Vaibhav
Rabber

Everything you want to know about the CAP theorem

CAP in CAP theorem (or Brewer's theorem) stands for Consistency, Availability and Partition tolerance. What do these terms mean?

Definition of the CAP theorem

In any stateful distributed system (specifically a distributed system with nodes that replicate their state onto other nodes), Partition means the isolation of one or more nodes in the system due to network failure. A system must tolerate Partition, i.e., make some tough choices whenever a partition occurs. One of those choices is between consistency and availability:

CAP theorem states that such a system must choose between consistency and availability in case of a network partition.

An example

Here's an example demonstrating how developers use the CAP theorem to design distributed systems:

There are three nodes in the distributed system, each sharing an integral state through replication. Assume the initial state on all three nodes as 0.

  1. Write request sent to Node 1 to set state equal to 100.
  2. Node 1 tries replicating the result to all the other nodes in the system.
  3. Due to a network partition between Node 1 and 2, Node 2 does not receive the update and now holds the outdated state.
  4. Node 2 receives a read request.

The system must now decide whether to return the outdated result or error.

Types of systems

If the system decides to return the stale result, it implies that the system prioritises availability over consistency. These systems are called AP (Available and Partition tolerant) Systems. Example: Cassandra. These systems are helpful where the correctness of the result is not as important. A good real world example would be the upvote count on Reddit.

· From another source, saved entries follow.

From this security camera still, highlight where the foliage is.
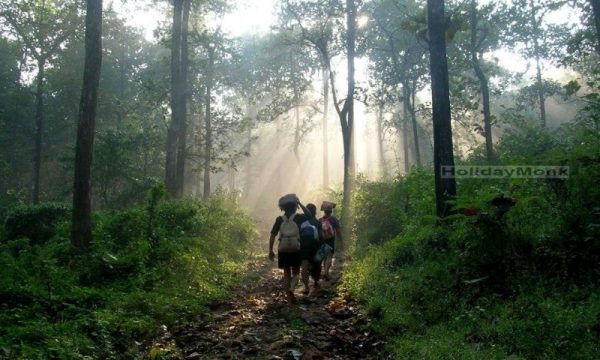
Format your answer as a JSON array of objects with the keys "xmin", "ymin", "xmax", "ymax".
[
  {"xmin": 0, "ymin": 194, "xmax": 257, "ymax": 359},
  {"xmin": 344, "ymin": 121, "xmax": 600, "ymax": 359},
  {"xmin": 3, "ymin": 202, "xmax": 71, "ymax": 244}
]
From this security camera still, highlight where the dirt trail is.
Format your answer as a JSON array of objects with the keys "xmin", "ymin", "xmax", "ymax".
[{"xmin": 170, "ymin": 258, "xmax": 389, "ymax": 359}]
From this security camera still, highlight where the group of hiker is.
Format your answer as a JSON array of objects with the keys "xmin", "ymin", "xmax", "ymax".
[{"xmin": 268, "ymin": 193, "xmax": 341, "ymax": 304}]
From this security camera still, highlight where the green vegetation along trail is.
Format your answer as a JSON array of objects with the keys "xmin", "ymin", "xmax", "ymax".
[{"xmin": 168, "ymin": 259, "xmax": 389, "ymax": 359}]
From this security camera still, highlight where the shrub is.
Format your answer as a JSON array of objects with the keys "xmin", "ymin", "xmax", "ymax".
[
  {"xmin": 345, "ymin": 122, "xmax": 600, "ymax": 359},
  {"xmin": 3, "ymin": 203, "xmax": 71, "ymax": 244},
  {"xmin": 0, "ymin": 193, "xmax": 257, "ymax": 359}
]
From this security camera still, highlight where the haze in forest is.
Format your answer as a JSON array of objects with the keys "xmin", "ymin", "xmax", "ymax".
[{"xmin": 0, "ymin": 0, "xmax": 582, "ymax": 225}]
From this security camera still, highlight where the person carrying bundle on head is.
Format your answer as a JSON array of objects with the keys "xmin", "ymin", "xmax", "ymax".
[
  {"xmin": 268, "ymin": 193, "xmax": 313, "ymax": 304},
  {"xmin": 318, "ymin": 201, "xmax": 341, "ymax": 280}
]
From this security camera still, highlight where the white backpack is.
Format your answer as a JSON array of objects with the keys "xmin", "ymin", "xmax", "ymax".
[{"xmin": 278, "ymin": 214, "xmax": 301, "ymax": 253}]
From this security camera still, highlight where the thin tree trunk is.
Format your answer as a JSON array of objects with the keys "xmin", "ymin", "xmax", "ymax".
[
  {"xmin": 409, "ymin": 80, "xmax": 421, "ymax": 166},
  {"xmin": 32, "ymin": 58, "xmax": 45, "ymax": 204},
  {"xmin": 118, "ymin": 36, "xmax": 126, "ymax": 123},
  {"xmin": 175, "ymin": 0, "xmax": 190, "ymax": 197},
  {"xmin": 293, "ymin": 85, "xmax": 301, "ymax": 164},
  {"xmin": 244, "ymin": 116, "xmax": 253, "ymax": 199},
  {"xmin": 403, "ymin": 82, "xmax": 421, "ymax": 167},
  {"xmin": 166, "ymin": 0, "xmax": 183, "ymax": 197},
  {"xmin": 322, "ymin": 66, "xmax": 330, "ymax": 189},
  {"xmin": 376, "ymin": 104, "xmax": 388, "ymax": 180},
  {"xmin": 470, "ymin": 0, "xmax": 494, "ymax": 162},
  {"xmin": 589, "ymin": 0, "xmax": 600, "ymax": 55},
  {"xmin": 534, "ymin": 56, "xmax": 546, "ymax": 128},
  {"xmin": 203, "ymin": 47, "xmax": 213, "ymax": 200},
  {"xmin": 402, "ymin": 104, "xmax": 410, "ymax": 174},
  {"xmin": 427, "ymin": 0, "xmax": 457, "ymax": 217},
  {"xmin": 72, "ymin": 0, "xmax": 103, "ymax": 251},
  {"xmin": 530, "ymin": 0, "xmax": 546, "ymax": 128},
  {"xmin": 340, "ymin": 0, "xmax": 357, "ymax": 252}
]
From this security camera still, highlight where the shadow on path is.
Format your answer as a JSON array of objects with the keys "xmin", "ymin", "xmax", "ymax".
[{"xmin": 169, "ymin": 258, "xmax": 389, "ymax": 359}]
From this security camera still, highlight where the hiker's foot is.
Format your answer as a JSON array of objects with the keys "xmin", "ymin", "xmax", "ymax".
[{"xmin": 286, "ymin": 291, "xmax": 296, "ymax": 304}]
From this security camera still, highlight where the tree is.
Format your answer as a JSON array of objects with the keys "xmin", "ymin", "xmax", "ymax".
[
  {"xmin": 589, "ymin": 0, "xmax": 600, "ymax": 54},
  {"xmin": 165, "ymin": 0, "xmax": 190, "ymax": 198},
  {"xmin": 506, "ymin": 0, "xmax": 569, "ymax": 128},
  {"xmin": 72, "ymin": 0, "xmax": 103, "ymax": 251},
  {"xmin": 0, "ymin": 37, "xmax": 33, "ymax": 200},
  {"xmin": 282, "ymin": 0, "xmax": 357, "ymax": 248},
  {"xmin": 427, "ymin": 0, "xmax": 456, "ymax": 217},
  {"xmin": 0, "ymin": 0, "xmax": 82, "ymax": 203},
  {"xmin": 364, "ymin": 0, "xmax": 429, "ymax": 170},
  {"xmin": 469, "ymin": 0, "xmax": 498, "ymax": 162}
]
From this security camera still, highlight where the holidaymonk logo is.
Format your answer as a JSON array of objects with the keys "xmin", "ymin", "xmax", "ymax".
[{"xmin": 440, "ymin": 165, "xmax": 570, "ymax": 179}]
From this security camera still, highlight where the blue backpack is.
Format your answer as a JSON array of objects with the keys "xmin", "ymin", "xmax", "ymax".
[{"xmin": 299, "ymin": 220, "xmax": 319, "ymax": 248}]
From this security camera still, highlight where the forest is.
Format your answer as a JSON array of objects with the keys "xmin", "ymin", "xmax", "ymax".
[{"xmin": 1, "ymin": 0, "xmax": 599, "ymax": 358}]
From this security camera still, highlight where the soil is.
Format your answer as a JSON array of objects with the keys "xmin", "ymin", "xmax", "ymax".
[{"xmin": 167, "ymin": 258, "xmax": 390, "ymax": 360}]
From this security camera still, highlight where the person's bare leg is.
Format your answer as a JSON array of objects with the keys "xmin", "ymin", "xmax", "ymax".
[
  {"xmin": 323, "ymin": 253, "xmax": 333, "ymax": 280},
  {"xmin": 301, "ymin": 259, "xmax": 310, "ymax": 294},
  {"xmin": 283, "ymin": 267, "xmax": 293, "ymax": 302},
  {"xmin": 290, "ymin": 265, "xmax": 300, "ymax": 290}
]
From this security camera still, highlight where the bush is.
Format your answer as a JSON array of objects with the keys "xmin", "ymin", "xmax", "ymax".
[
  {"xmin": 344, "ymin": 122, "xmax": 600, "ymax": 359},
  {"xmin": 0, "ymin": 192, "xmax": 257, "ymax": 359},
  {"xmin": 3, "ymin": 202, "xmax": 71, "ymax": 244}
]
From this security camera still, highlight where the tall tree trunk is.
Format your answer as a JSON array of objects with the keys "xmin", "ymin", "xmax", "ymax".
[
  {"xmin": 175, "ymin": 0, "xmax": 190, "ymax": 197},
  {"xmin": 427, "ymin": 0, "xmax": 457, "ymax": 218},
  {"xmin": 589, "ymin": 0, "xmax": 600, "ymax": 55},
  {"xmin": 322, "ymin": 66, "xmax": 330, "ymax": 189},
  {"xmin": 244, "ymin": 115, "xmax": 253, "ymax": 199},
  {"xmin": 72, "ymin": 0, "xmax": 103, "ymax": 251},
  {"xmin": 376, "ymin": 104, "xmax": 388, "ymax": 180},
  {"xmin": 166, "ymin": 0, "xmax": 183, "ymax": 197},
  {"xmin": 470, "ymin": 0, "xmax": 494, "ymax": 162},
  {"xmin": 403, "ymin": 82, "xmax": 421, "ymax": 167},
  {"xmin": 118, "ymin": 36, "xmax": 126, "ymax": 123},
  {"xmin": 530, "ymin": 0, "xmax": 546, "ymax": 128},
  {"xmin": 409, "ymin": 80, "xmax": 421, "ymax": 166},
  {"xmin": 203, "ymin": 47, "xmax": 213, "ymax": 200},
  {"xmin": 340, "ymin": 0, "xmax": 357, "ymax": 252},
  {"xmin": 32, "ymin": 58, "xmax": 45, "ymax": 204},
  {"xmin": 293, "ymin": 85, "xmax": 301, "ymax": 164},
  {"xmin": 534, "ymin": 56, "xmax": 546, "ymax": 128},
  {"xmin": 402, "ymin": 104, "xmax": 410, "ymax": 174}
]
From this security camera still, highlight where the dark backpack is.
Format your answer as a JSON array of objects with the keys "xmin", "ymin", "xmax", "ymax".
[{"xmin": 299, "ymin": 220, "xmax": 319, "ymax": 249}]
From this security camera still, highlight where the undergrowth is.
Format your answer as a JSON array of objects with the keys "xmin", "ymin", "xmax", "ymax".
[
  {"xmin": 0, "ymin": 189, "xmax": 257, "ymax": 359},
  {"xmin": 344, "ymin": 123, "xmax": 600, "ymax": 359}
]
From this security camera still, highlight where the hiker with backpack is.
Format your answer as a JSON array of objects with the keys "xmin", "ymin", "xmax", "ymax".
[
  {"xmin": 269, "ymin": 194, "xmax": 313, "ymax": 304},
  {"xmin": 319, "ymin": 201, "xmax": 341, "ymax": 280},
  {"xmin": 299, "ymin": 203, "xmax": 322, "ymax": 294}
]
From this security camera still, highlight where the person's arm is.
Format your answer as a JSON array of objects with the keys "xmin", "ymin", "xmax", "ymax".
[
  {"xmin": 334, "ymin": 217, "xmax": 342, "ymax": 243},
  {"xmin": 269, "ymin": 234, "xmax": 276, "ymax": 261},
  {"xmin": 269, "ymin": 217, "xmax": 282, "ymax": 261},
  {"xmin": 298, "ymin": 201, "xmax": 312, "ymax": 219}
]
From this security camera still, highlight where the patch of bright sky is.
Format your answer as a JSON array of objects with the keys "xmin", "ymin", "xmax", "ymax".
[
  {"xmin": 110, "ymin": 0, "xmax": 279, "ymax": 40},
  {"xmin": 219, "ymin": 0, "xmax": 278, "ymax": 36},
  {"xmin": 109, "ymin": 0, "xmax": 165, "ymax": 41},
  {"xmin": 111, "ymin": 0, "xmax": 579, "ymax": 85}
]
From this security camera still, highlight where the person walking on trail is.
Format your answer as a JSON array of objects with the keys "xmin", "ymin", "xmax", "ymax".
[
  {"xmin": 319, "ymin": 201, "xmax": 341, "ymax": 280},
  {"xmin": 269, "ymin": 194, "xmax": 312, "ymax": 304},
  {"xmin": 300, "ymin": 203, "xmax": 322, "ymax": 295}
]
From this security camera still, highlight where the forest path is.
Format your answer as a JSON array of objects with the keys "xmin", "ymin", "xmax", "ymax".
[{"xmin": 169, "ymin": 258, "xmax": 389, "ymax": 359}]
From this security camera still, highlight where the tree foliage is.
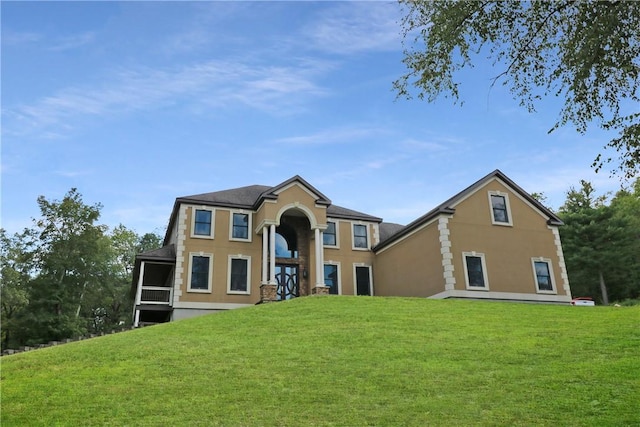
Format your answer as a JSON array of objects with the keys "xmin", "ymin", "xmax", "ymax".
[
  {"xmin": 0, "ymin": 189, "xmax": 163, "ymax": 350},
  {"xmin": 558, "ymin": 179, "xmax": 640, "ymax": 303},
  {"xmin": 395, "ymin": 0, "xmax": 640, "ymax": 178}
]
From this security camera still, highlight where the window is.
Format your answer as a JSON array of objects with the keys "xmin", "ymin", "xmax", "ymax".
[
  {"xmin": 532, "ymin": 259, "xmax": 556, "ymax": 293},
  {"xmin": 324, "ymin": 263, "xmax": 340, "ymax": 295},
  {"xmin": 489, "ymin": 192, "xmax": 512, "ymax": 226},
  {"xmin": 192, "ymin": 208, "xmax": 214, "ymax": 238},
  {"xmin": 188, "ymin": 253, "xmax": 212, "ymax": 292},
  {"xmin": 462, "ymin": 252, "xmax": 489, "ymax": 290},
  {"xmin": 231, "ymin": 212, "xmax": 249, "ymax": 240},
  {"xmin": 323, "ymin": 221, "xmax": 337, "ymax": 247},
  {"xmin": 228, "ymin": 256, "xmax": 251, "ymax": 294},
  {"xmin": 353, "ymin": 224, "xmax": 368, "ymax": 249}
]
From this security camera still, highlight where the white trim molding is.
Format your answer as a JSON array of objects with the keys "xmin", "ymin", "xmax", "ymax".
[
  {"xmin": 488, "ymin": 190, "xmax": 513, "ymax": 227},
  {"xmin": 323, "ymin": 219, "xmax": 340, "ymax": 249},
  {"xmin": 187, "ymin": 252, "xmax": 214, "ymax": 293},
  {"xmin": 438, "ymin": 217, "xmax": 456, "ymax": 291},
  {"xmin": 550, "ymin": 226, "xmax": 572, "ymax": 298},
  {"xmin": 462, "ymin": 251, "xmax": 490, "ymax": 290},
  {"xmin": 351, "ymin": 222, "xmax": 370, "ymax": 251},
  {"xmin": 531, "ymin": 257, "xmax": 557, "ymax": 294},
  {"xmin": 229, "ymin": 210, "xmax": 253, "ymax": 242},
  {"xmin": 190, "ymin": 206, "xmax": 215, "ymax": 239},
  {"xmin": 227, "ymin": 255, "xmax": 251, "ymax": 295},
  {"xmin": 428, "ymin": 289, "xmax": 572, "ymax": 304},
  {"xmin": 323, "ymin": 260, "xmax": 341, "ymax": 295}
]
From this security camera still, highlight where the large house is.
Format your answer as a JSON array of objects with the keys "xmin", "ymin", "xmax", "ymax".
[{"xmin": 131, "ymin": 170, "xmax": 572, "ymax": 326}]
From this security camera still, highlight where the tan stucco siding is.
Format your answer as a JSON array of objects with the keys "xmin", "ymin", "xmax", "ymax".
[
  {"xmin": 256, "ymin": 184, "xmax": 327, "ymax": 228},
  {"xmin": 373, "ymin": 220, "xmax": 444, "ymax": 297},
  {"xmin": 179, "ymin": 206, "xmax": 262, "ymax": 305},
  {"xmin": 448, "ymin": 180, "xmax": 568, "ymax": 296},
  {"xmin": 316, "ymin": 219, "xmax": 376, "ymax": 295}
]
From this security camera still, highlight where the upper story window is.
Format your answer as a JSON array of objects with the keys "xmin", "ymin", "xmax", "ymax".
[
  {"xmin": 323, "ymin": 221, "xmax": 338, "ymax": 247},
  {"xmin": 532, "ymin": 258, "xmax": 556, "ymax": 293},
  {"xmin": 462, "ymin": 252, "xmax": 489, "ymax": 290},
  {"xmin": 489, "ymin": 191, "xmax": 513, "ymax": 226},
  {"xmin": 228, "ymin": 256, "xmax": 251, "ymax": 294},
  {"xmin": 188, "ymin": 253, "xmax": 212, "ymax": 292},
  {"xmin": 192, "ymin": 208, "xmax": 214, "ymax": 238},
  {"xmin": 231, "ymin": 212, "xmax": 250, "ymax": 241},
  {"xmin": 352, "ymin": 223, "xmax": 369, "ymax": 249}
]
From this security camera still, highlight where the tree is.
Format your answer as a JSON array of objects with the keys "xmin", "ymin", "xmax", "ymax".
[
  {"xmin": 0, "ymin": 229, "xmax": 34, "ymax": 350},
  {"xmin": 395, "ymin": 1, "xmax": 640, "ymax": 178},
  {"xmin": 558, "ymin": 180, "xmax": 639, "ymax": 304},
  {"xmin": 25, "ymin": 188, "xmax": 110, "ymax": 343}
]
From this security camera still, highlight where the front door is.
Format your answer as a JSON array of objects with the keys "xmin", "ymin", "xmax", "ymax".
[{"xmin": 275, "ymin": 264, "xmax": 299, "ymax": 300}]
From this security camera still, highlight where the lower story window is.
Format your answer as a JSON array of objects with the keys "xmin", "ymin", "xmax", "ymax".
[
  {"xmin": 533, "ymin": 259, "xmax": 555, "ymax": 292},
  {"xmin": 463, "ymin": 252, "xmax": 489, "ymax": 290},
  {"xmin": 229, "ymin": 256, "xmax": 250, "ymax": 294},
  {"xmin": 189, "ymin": 254, "xmax": 212, "ymax": 292},
  {"xmin": 324, "ymin": 263, "xmax": 339, "ymax": 295}
]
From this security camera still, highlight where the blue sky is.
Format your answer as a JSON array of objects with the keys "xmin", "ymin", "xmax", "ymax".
[{"xmin": 1, "ymin": 1, "xmax": 631, "ymax": 236}]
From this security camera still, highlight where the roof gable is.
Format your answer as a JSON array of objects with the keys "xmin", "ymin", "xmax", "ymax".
[
  {"xmin": 374, "ymin": 169, "xmax": 563, "ymax": 251},
  {"xmin": 260, "ymin": 175, "xmax": 331, "ymax": 207}
]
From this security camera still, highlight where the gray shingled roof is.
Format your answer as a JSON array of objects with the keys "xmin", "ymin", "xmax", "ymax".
[
  {"xmin": 176, "ymin": 178, "xmax": 381, "ymax": 222},
  {"xmin": 379, "ymin": 222, "xmax": 406, "ymax": 242},
  {"xmin": 179, "ymin": 185, "xmax": 271, "ymax": 209},
  {"xmin": 137, "ymin": 244, "xmax": 176, "ymax": 261}
]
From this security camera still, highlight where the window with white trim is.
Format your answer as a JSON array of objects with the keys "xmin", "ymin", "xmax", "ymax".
[
  {"xmin": 192, "ymin": 208, "xmax": 214, "ymax": 238},
  {"xmin": 323, "ymin": 262, "xmax": 340, "ymax": 295},
  {"xmin": 488, "ymin": 191, "xmax": 513, "ymax": 226},
  {"xmin": 188, "ymin": 253, "xmax": 213, "ymax": 292},
  {"xmin": 532, "ymin": 258, "xmax": 556, "ymax": 293},
  {"xmin": 323, "ymin": 221, "xmax": 338, "ymax": 247},
  {"xmin": 352, "ymin": 223, "xmax": 368, "ymax": 249},
  {"xmin": 462, "ymin": 252, "xmax": 489, "ymax": 290},
  {"xmin": 228, "ymin": 256, "xmax": 251, "ymax": 294},
  {"xmin": 230, "ymin": 212, "xmax": 250, "ymax": 241}
]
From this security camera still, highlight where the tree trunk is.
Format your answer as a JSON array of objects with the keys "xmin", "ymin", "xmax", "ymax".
[{"xmin": 599, "ymin": 271, "xmax": 609, "ymax": 305}]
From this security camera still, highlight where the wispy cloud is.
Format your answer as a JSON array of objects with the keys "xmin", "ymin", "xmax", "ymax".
[
  {"xmin": 4, "ymin": 58, "xmax": 331, "ymax": 138},
  {"xmin": 274, "ymin": 126, "xmax": 384, "ymax": 146},
  {"xmin": 49, "ymin": 32, "xmax": 96, "ymax": 51},
  {"xmin": 306, "ymin": 2, "xmax": 402, "ymax": 55},
  {"xmin": 1, "ymin": 30, "xmax": 42, "ymax": 46}
]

Whereas, if the system decides to return an error, it implies that the system gives priority to consistency over availability. These systems are called CP (Consistent and Partition tolerant) Systems. Example: PostgreSQL. Banking systems are highly consistent and do not compromise consistency for availability.

Classical definition

Originally, the CAP theorem states that the system can provide only two of the following guarantees – consistency, availability or Partition tolerance. This definition of the CAP theorem can be misleading since having a CA System is practically impossible. Moreover, neglecting partition tolerance in favour of consistency or availability does not make sense even theoretically. There have been many criticisms of the theorem due to this definition giving birth to the famous PACELC theorem, which extends and lays down the criteria for design decisions more clearly.

The PACELC Theorem

CAP theorem only states that you cannot achieve a perfectly available and consistent system given network partitions might occur. People confuse the theorem a lot due to its definition. As a result, the PACELC theorem was born. The meaning of the PACELC theorem is understood when expanding the abbreviation:

In the case of a network partition (P) in a stateful distributed system, one has to choose between availability (A) and consistency (C), but else (E), in the absence of partitions, one has to choose between lower latency (L) and consistency (C).

The first part of the theorem (PAC) is precisely the CAP theorem but is more explicit. The second part (ELC) introduces a new term – latency. Latency is the time it takes for data to pass from one point on a network to another.

Earlier, people often used to confuse the CAP theorem even when there was no network partition. Since the theorem never explicitly stated the tradeoff between consistency and availability was because of partitions, having lower latency was often confused with availability. Indeed, distributed systems can't be perfect even with no partitions.

A world without partitions

Taking the same example as mentioned above in CAP theorem, assume the following scenario:

  1. Write request sent to Node 1 to set state equal to 100.
  2. Node 1 has the latest state, 100, and it starts to replicate the state to all other nodes.
  3. The client tries to read from Node 2.

Now the system has two choices – to return the stale result immediately (lower latency) or to wait for the latest state from Node 1 and then return the correct result (consistency).

Types of PACELC systems

When talking about partitions, an AP system in PACELC is called a PA system, and a CP system is called a PC.

Else, the system can either choose between lower latency and consistency, hence:

Therefore, there can be four kinds of PACELC systems:

  1. PA/EL: In case of partition be available else choose lower latency.
  2. PA/EC: In case of partition be available else choose consistency.
  3. PC/EL: In case of partition be consistent else choose lower latency.
  4. PC/EC: In case of partition be consistent else choose consistency.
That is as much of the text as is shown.